From Chanel to Yamamoto: When did black become black?
From the little black dress to Japanese art-design culture, Fashion Editor Isabel Sebode looks at the recent roots of the colour black and how it became a staple in our understanding of fashion
We understand the “new black” is an idiomatic phrase that represents a rise to popularity. Yet, the basis of this statement relies on our acceptance that for something to be the “new black”, black itself has to hold some kind of intrinsic value. Why?
Whilst physics explains black as the absorption of all visible light, society has reinterpreted the colour not as what we don’t see, but as a sign of protest, grief, peculiarity, eroticism and chic, among other meanings. Rather than being a signifier of absence, black has become a classic in fashion, associated with various iconic looks and figures. Take for instance Holly Golightly, who stuns in "a slim cool black dress, black sandals, a pearl choker" wearing the dark glasses that dominate her slim face. Her character in Breakfast at Tiffany’s has become a symbol of what it means to be ‘chic’ or en vogue. The black accentuates her figure, without any colour or embellishments obstructing the smoothness of her silhouette. She is wearing the Little Black Dress.
“One is never over-dressed or underdressed with a Little Black Dress.” ― Karl Lagerfeld
In 1926, Vogue introduced the short black dress by Coco Chanel to the world as “a uniform for all women of taste”. A rather ambitious statement, which almost a century later turns out to be fulfilling its promises. Yet, Chanel’s creative decision is attached to a profound history of clothing, in which the colour and design was associated with the working-class girls, rather than the socialite elite that later popularised it.
In the 1890s, the black dress was the working attire of the ‘shopgirls’ – unmarried, young women working in dress and accessory shops and department stores. The simple black silhouette prevented the employees from being mistaken for the rich clientele, who wore more elaborate clothing. Thus the little black dress initially acted as a symbol of modesty, appropriate to the lower class, with the colour being even and inconspicuous in shade, as well as a distinction between the rich and poor.

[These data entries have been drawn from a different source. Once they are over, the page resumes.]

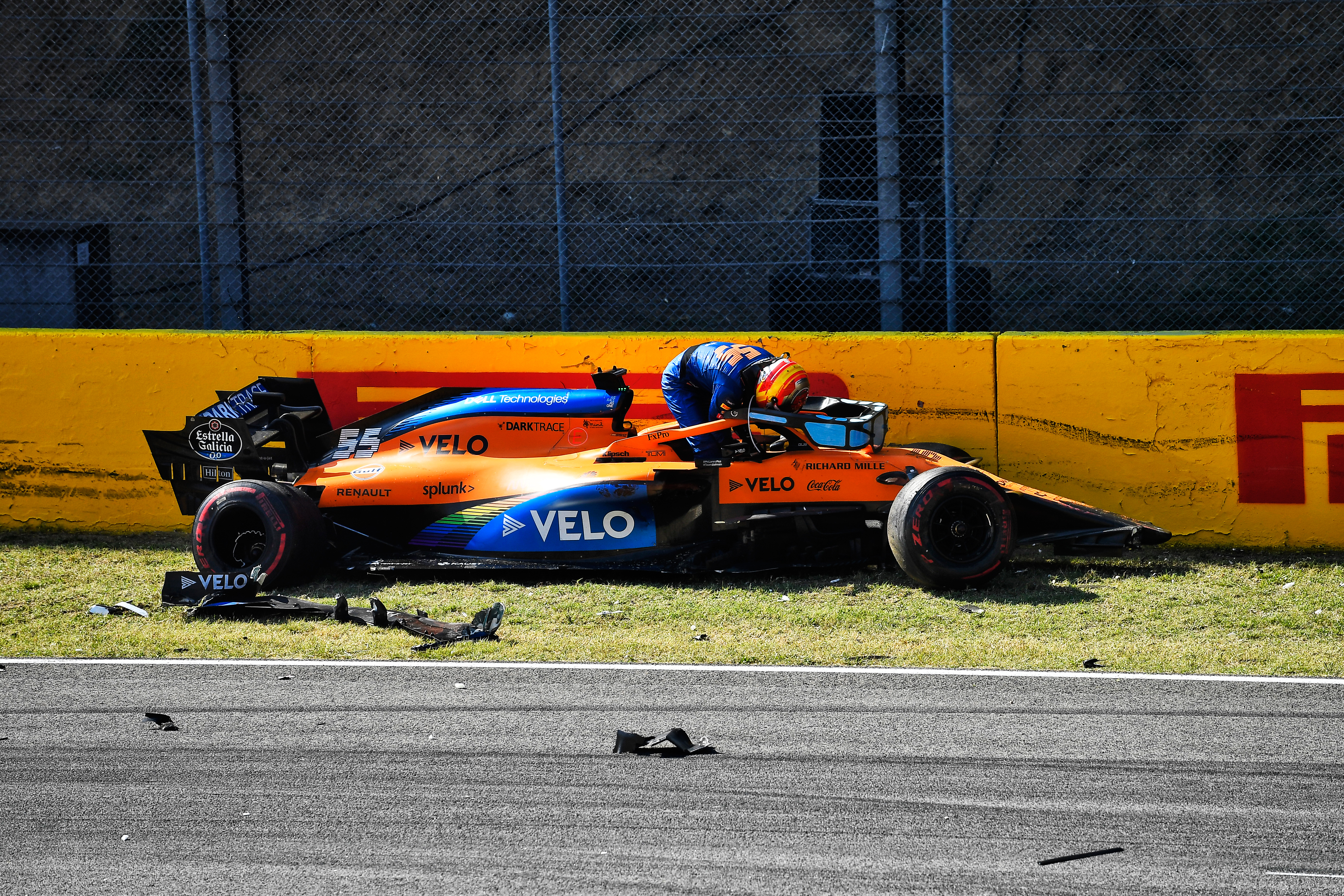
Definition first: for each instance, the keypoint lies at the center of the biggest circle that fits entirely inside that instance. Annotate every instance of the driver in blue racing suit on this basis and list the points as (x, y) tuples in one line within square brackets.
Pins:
[(709, 378)]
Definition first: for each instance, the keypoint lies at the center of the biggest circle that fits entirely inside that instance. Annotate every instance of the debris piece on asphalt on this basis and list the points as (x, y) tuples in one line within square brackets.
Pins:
[(679, 745), (1076, 856), (163, 722)]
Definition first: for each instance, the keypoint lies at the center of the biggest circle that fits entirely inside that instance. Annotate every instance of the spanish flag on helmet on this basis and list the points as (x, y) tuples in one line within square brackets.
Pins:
[(783, 385)]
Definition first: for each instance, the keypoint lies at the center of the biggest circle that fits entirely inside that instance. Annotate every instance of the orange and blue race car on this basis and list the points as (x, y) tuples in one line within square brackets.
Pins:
[(513, 479)]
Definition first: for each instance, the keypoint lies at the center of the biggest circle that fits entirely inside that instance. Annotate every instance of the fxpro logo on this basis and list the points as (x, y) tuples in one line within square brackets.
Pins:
[(617, 525), (1271, 413)]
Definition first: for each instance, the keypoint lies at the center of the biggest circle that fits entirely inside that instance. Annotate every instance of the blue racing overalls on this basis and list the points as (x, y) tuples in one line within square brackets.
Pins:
[(703, 381)]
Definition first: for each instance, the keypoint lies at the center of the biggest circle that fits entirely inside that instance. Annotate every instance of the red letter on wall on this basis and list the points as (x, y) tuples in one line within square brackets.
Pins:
[(1269, 436)]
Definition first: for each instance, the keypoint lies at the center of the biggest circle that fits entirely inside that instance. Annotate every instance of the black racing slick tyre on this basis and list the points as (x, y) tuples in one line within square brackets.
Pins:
[(951, 528), (253, 526)]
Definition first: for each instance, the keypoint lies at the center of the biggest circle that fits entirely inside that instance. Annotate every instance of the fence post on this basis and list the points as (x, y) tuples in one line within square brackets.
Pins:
[(562, 263), (889, 81), (949, 187), (230, 211), (198, 130)]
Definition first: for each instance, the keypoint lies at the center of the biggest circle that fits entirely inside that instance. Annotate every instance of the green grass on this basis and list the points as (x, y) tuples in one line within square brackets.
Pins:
[(1156, 610)]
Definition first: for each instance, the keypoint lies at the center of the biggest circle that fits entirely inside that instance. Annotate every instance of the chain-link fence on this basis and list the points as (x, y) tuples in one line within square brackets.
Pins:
[(667, 166)]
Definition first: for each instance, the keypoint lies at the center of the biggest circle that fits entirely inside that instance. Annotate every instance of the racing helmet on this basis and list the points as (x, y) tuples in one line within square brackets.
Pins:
[(783, 385)]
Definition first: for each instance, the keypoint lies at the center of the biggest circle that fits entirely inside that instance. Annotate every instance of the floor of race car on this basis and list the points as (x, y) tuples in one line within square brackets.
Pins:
[(358, 778)]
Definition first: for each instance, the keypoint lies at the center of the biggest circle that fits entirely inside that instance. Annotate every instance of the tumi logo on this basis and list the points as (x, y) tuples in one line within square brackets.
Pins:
[(532, 426), (1271, 413), (764, 484)]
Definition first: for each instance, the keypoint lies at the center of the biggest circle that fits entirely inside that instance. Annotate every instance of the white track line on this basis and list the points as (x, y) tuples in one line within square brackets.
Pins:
[(1300, 874), (682, 667)]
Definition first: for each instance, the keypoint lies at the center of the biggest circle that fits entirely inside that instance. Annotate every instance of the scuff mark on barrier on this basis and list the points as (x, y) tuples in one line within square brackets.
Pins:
[(1107, 440), (29, 469)]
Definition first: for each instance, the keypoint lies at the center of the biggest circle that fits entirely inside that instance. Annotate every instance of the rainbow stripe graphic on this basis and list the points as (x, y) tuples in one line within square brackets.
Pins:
[(456, 530)]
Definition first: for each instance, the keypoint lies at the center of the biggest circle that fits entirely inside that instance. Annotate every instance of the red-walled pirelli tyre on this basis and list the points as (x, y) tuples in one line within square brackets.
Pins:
[(252, 523), (951, 528)]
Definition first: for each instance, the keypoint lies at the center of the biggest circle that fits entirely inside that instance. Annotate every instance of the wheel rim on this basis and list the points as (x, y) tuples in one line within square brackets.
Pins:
[(238, 538), (963, 528)]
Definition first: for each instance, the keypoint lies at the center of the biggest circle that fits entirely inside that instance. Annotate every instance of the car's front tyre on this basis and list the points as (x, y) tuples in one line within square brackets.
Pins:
[(951, 527), (253, 525)]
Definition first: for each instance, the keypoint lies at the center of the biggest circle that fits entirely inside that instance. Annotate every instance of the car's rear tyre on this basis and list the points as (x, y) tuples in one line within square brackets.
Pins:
[(951, 527), (252, 525)]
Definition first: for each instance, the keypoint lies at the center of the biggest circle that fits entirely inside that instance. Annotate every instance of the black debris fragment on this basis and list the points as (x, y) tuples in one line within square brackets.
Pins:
[(484, 625), (163, 722), (1076, 856), (678, 745)]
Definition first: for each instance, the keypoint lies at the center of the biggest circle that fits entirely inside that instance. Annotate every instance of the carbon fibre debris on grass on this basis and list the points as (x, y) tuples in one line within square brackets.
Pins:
[(1170, 610)]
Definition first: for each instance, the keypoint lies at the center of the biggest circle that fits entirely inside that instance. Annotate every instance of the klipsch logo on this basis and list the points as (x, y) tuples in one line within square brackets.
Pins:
[(1271, 413)]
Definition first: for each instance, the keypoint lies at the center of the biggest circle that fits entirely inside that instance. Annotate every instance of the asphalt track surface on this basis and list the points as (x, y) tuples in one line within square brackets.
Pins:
[(388, 778)]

Over the decades the black dress evolved, with Coco Chanel’s reinvention allowing the dress associated with the youthful shopgirls to be worn by more mature women. They adopted their style and reputation, particularly their youthfulness and femininity, that was a product of their age and interests. With the girls being unmarried, fashionable and self-sufficient, Coco Chanel saw in the black dress a potential for pauvreté de luxe or “luxurious poverty.”
“Some people think luxury is the opposite of poverty. It is not. It is the opposite of vulgarity” writes Chanel. Rather than defining luxury through distasteful pompousness, for the fashion pioneer luxury lies within the poverty of accessory and the wealth of taste and fashionable sensitivity. This is what the Little Black Dress embodies: a feeling of taste, a chic silhouette and an image of confidence in those who decide to wear it.
Black in fashion has naturally evolved from being limited to the chic little black dress. Skipping over decades of fashion history, we turn our awareness towards goth culture, which has merged the colour with intricate accessories as a defining feature. Simultaneously, the colour has become prominent in the scene of Japanese designers such as Yohji Yamamoto. Here black is the foundation to the artistic designs, who use texture, mass and form to explore the potential of the colour. Yamamoto in particular experiments with the shape of the clothing that is filled with darkness, and which drastically plays with the silhouette of the person wearing it; or as Tolstoy writes in Anna Karenina “the black dress with luxurious lace was not seen on her; it was just a frame, and only was she seen.” The visual allure of black clothing seems to be associated with its aesthetic integration: the entire composition is wrapped in the black mask, creating a sleek, coordinated and harmonious appearance.
Black is a colour that can provide modesty and provocation. Whilst a black turtleneck with jeans becomes a stylish gender-neutral look, a black silk dress is seductive both in the bedroom and at a party. Meanwhile, a black summer dress feels oddly depressing, whilst a black wedding dress is outright absurd. Hence, what is significant about black is precisely the fact that it is not just one style, one mood, one aesthetic or even just one colour. With an upper class reinterpreting the fashion of the lower class, one age group imitating another, we see that what is most significant about the colour is that it is natural for everyone.
I have only barely touched the surface of a deep history of the colour black in fashion. Yet, what quickly becomes apparent is that being the new black is not being ‘the next new thing’. Being the new black means being a new vessel for creativity, being a new form of artistic malleability, being the new unifying colour, which satisfies every aspect of what fashion is to us today and what it stood for in the past.